Он застал царя заканчивающим свой утренний туалет. Свежий и бодрый, монарх был в благосклонном расположении духа.

— Роскошно, — признал Рамзес. — Ты не откажешься от командования моей личной стражей, чтобы заняться последней модой в Мемфисе?

— Я подумал…

— Ты подумал, что утонченный вид подойдет лучше для щекотливых просьб.

— Кто предупредил вас…

— Никто, успокойся, твоя тайна сохранена.

— Великий Царь, я прав!

— Прекрасное начало! Насчет чего?

— Этот скорпион, который должен был вас укусить и испортить ваше путешествие… Кто-то подложил его в ваши покои.

— Безусловно, Серраманна. Что еще?

— Разозленный своей оплошностью, я провел расследование.

— И твое заключение тебя беспокоит.

— Действительно, Великий Царь. Действительно…

— Тебе страшно, Серраманна?

Оскорбление заставило сарда побледнеть. Если бы Рамзес не был фараоном Египта, Серраманна заставил бы его закрыть рот.

— Я должен заботиться о вашей безопасности, Великий Царь, а это не всегда легко.

— Ты упрекаешь меня за то, что я непредсказуем?

— Если бы вы были чуть менее…

— Тебе бы стало скучно.

— Я старый пират, но я люблю хорошо делать свою работу.

— Кто мешает тебе выполнять ее?

— Просто пассивно охранять вас — никто, но могу ли я зайти дальше?

— Выскажись яснее.

— Я подозреваю одного из ваших приближенных. Чтобы подложить этого скорпиона, нужно было знать, где находится ваша каюта.

— Столько людей знали это!

— Возможно, но мое чутье подсказывает, что у меня есть шанс узнать виновного.

— Каким способом?

— Моим.

— Справедливость — основа египетского общества, Серраманна. Фараон — первый слуга Закона, и он отнюдь не выше его.

— Другими словами, я не получу официального приказа.

— Неужели это помешает твоему предприятию?

— Понял, Великий Царь!

— Я не уверен, Серраманна. Следуй своим путем, но уважай других, я не допущу никакого бесчинства. Есть ли официальный приказ или нет, я ответствен за твои поступки.

— Я не буду ни с кем обращаться грубо.

— Дай слово.

— Имеет ли ценность слово пирата?

— Храбрый человек не нарушит своего слова.

— Когда я говорю «грубо обращаться», я…

— Твое слово, Серраманна.

— Хорошо, у вас оно есть, Великий Царь.

Чистота дворца была одной из главных забот Роме, управляющего Рамзеса, ответственного за комфорт фараона. Так что подметальщики, мойщики полов и другие труженики тряпки не бездействовали под присмотром дотошного писца, державшегося за свое место и желавшего понравиться Роме.

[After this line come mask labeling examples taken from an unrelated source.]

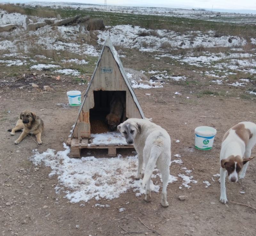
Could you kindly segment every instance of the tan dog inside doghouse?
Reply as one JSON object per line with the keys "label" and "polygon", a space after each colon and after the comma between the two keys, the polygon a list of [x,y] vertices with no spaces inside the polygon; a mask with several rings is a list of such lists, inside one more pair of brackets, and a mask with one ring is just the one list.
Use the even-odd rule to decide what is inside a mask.
{"label": "tan dog inside doghouse", "polygon": [[110,111],[106,117],[109,130],[113,131],[122,121],[125,108],[125,95],[119,91],[114,92],[110,102]]}
{"label": "tan dog inside doghouse", "polygon": [[41,135],[44,129],[44,122],[40,118],[29,110],[23,110],[21,113],[20,119],[16,123],[16,126],[12,129],[9,129],[11,135],[14,135],[18,130],[23,129],[21,134],[14,143],[18,144],[27,135],[36,136],[38,144],[41,144]]}

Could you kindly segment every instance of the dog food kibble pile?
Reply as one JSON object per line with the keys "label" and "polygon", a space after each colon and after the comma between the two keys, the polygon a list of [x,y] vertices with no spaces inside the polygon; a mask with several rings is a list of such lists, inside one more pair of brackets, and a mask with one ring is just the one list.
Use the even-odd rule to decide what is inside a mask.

Он проверял работу этих групп, немедленно вызывая того, кто не выполнял своих обязанностей, угрожая понизить его жалование при первом же нарушении.

С наступлением ночи писец вышел из дворца, сверкавшего, как зеркало. Уставший, изнывающий от жажды, он направился быстрым шагом к таверне, где подавали вкуснейшее пиво. Когда он шел по улице, запруженной ослами, гружеными сумками с пшеницей, мощная рука схватила его за воротник и заставила, пятясь, зайти в темную лавку, дверь которой захлопнулась. Служащий испугался так, что даже не вскрикнул.